Tentu saja para pelayan itu ketakutan setengah mati, mana ada yang berani membangkang lagi.

“Haha, sungguh-sungguh menyenangkan, makan di restoran bersama seorang seperti engkau sungguh sangat menggembirakan,” ucap Siau-hi-ji dengan tertawa. Segera ia duduk dengan lagak tuan besar, lalu berteriak, “Ayo, bawakan dulu empat porsi Lingpan (makanan pengantar), lalu ayam kari, kaki goreng cabai, daging masak ala Sujwan, menyusul kemudian itik rebus, ang-sio buntut, ikan gurami dan ....”

Setiap kali dia menyebut satu macam makanan, setiap kali pula pelayan mengangguk, sampai pegal keempat pelayan itu mengangguk, akhirnya Siau-hi-ji baru merasa puas, katanya dengan tertawa, “Sudahlah, tengah malam begini tidak perlu masak terlalu banyak, sekadarnya sekian saja, cuma arak harus yang nomor satu, paling tidak harus Tik-yap-jing dan sebagainya. Nah, araknya bawakan dulu dua puluh atau tiga puluh kati.”

Pelayan-pelayan itu sama melongo tak bisa bersuara, belasan masakan itu cukup untuk dimakan dua puluh orang, tapi bocah ini bilang, “sekadarnya”, sungguh terlalu. Namun begitu terpaksa mereka munduk-munduk dan menjawab, “O, ma ... maaf, persediaan arak kami sudah tipis, hampir dihabiskan oleh ketiga tamu tadi.”

“Bila habis, memangnya kalian tidak dapat membelikan di tempat lain,” jengek Tong-siansing. “Pendek kata, tiga puluh kati, kurang satu kati, awas kepala kalian!”

Terpaksa pelayan-pelayan itu menganggap diri mereka sial, baru saja pergi tiga tamu pemberang, kini datang pula dua tamu seperti bandit.
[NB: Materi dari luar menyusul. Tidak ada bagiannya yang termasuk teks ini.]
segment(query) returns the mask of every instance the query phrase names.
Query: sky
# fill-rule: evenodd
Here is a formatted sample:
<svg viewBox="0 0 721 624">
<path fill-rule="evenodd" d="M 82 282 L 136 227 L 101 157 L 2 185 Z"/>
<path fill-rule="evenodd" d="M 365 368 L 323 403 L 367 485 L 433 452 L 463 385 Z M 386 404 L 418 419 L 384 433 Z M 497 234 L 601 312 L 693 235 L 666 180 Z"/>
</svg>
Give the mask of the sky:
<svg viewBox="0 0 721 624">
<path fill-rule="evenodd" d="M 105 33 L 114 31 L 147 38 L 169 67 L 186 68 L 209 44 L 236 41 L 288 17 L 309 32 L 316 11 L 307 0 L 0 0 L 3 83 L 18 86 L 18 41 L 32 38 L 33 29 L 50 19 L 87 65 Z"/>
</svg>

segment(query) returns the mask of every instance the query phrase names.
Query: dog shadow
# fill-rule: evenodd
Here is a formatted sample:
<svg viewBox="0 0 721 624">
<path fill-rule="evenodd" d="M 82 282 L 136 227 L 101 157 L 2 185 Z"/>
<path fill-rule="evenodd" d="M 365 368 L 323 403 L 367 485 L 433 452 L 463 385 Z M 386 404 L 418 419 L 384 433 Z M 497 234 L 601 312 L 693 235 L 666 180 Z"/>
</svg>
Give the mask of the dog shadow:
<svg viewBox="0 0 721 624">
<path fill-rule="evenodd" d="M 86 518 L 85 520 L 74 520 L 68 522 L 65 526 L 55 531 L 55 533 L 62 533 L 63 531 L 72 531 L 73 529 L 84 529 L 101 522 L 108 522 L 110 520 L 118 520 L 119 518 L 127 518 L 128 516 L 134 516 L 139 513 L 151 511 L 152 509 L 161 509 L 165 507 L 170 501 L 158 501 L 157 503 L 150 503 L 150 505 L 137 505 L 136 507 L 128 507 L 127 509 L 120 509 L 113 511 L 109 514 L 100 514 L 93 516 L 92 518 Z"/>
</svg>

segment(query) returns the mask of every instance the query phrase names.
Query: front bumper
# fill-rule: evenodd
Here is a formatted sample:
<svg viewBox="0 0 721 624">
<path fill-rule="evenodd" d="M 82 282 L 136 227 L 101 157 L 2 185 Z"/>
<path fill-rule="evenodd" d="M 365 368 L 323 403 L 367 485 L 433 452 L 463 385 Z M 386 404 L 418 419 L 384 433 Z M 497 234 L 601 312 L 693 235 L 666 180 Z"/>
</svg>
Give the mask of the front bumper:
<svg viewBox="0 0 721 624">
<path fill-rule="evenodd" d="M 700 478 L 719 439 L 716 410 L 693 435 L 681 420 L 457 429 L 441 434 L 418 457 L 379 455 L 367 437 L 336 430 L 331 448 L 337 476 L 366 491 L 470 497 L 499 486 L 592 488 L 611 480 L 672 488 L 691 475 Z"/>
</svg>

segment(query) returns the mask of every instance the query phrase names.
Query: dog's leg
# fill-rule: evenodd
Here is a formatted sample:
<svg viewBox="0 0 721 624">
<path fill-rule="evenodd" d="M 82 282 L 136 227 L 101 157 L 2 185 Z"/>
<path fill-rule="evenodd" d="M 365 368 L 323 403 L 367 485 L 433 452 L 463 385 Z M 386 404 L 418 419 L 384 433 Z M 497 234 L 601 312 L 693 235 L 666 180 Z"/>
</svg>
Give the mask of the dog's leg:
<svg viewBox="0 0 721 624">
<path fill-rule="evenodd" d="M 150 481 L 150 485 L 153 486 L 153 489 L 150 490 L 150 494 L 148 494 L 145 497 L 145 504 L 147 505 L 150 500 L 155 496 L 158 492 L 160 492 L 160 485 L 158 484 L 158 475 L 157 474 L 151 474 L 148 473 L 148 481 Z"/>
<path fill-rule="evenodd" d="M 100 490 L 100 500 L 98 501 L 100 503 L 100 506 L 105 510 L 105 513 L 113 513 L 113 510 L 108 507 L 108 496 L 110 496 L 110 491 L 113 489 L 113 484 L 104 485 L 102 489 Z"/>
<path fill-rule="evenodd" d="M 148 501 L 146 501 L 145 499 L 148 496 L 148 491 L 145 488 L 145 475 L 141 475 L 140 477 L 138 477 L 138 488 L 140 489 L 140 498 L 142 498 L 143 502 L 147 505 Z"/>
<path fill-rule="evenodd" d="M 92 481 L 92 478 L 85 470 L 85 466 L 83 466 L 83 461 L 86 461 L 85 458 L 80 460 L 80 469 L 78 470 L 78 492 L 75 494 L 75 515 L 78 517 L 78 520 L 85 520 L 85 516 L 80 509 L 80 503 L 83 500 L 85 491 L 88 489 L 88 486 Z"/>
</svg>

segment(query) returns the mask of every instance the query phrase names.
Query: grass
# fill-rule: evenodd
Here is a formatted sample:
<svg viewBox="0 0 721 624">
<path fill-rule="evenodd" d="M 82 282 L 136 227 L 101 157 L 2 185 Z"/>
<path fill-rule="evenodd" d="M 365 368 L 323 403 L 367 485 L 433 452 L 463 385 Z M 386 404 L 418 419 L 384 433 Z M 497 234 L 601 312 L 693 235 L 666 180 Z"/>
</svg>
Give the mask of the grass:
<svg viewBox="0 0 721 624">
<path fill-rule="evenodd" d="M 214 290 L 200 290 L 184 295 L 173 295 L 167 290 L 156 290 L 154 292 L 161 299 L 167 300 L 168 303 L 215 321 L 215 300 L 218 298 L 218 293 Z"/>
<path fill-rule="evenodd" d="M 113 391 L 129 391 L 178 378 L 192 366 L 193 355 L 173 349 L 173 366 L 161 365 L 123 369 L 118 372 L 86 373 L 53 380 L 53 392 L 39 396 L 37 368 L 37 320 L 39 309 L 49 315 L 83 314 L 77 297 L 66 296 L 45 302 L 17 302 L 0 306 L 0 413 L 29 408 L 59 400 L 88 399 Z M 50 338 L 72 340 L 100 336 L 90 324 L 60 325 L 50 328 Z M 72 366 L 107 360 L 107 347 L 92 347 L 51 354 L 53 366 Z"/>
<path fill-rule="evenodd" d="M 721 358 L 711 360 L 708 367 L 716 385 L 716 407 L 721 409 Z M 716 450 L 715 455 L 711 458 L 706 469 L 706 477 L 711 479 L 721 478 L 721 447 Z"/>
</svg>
Menghadapi tetamu begini mereka benar-benar tak berdaya.

Tidak sampai setengah jam baik santapan maupun arak yang dipesan telah dihidangkan, ternyata tidak kurang satu macam pun.

Siau-hi-ji lantas mulai makan minum dengan lahapnya, sedangkan Tong-siansing tidak turut makan, bahkan dia tetap berdiri saja.

“He, mengapa engkau tidak duduk,” ujar Siau-hi-ji dengan tertawa. “Jika engkau berdiri begitu, cara makanku mana bisa enak.”

Namun Tong-siansing tidak menggubrisnya.

Siau-hi-ji menenggak habis satu cawan arak, hampir semua makanan telah dicicipinya, sambil mengunyah dan pegang cawan arak, katanya dengan tertawa, “Boleh juga makanan ini, mengapa engkau tidak mau makan sedikit. Kalau kurang makan dan kurang tidur, kan bisa mengganggu kesehatan, jika terjadi apa-apa atas dirimu, rasaku kan tidak enak.”

“Brak”, mendadak Tong-siansing menggebrak meja sehingga ujung meja sempal, rupanya saking gemasnya tanpa terlampiaskan, maka meja telah dijadikan sasaran.

“Ai, meja kan tidak salah padamu, mengapa pula engkau memusuhinya ....” ucap Siau-hi-ji dengan tertawa. “Menurut pendapatku, ada lebih baik engkau melepaskan diriku saja daripada engkau merasa tersiksa.”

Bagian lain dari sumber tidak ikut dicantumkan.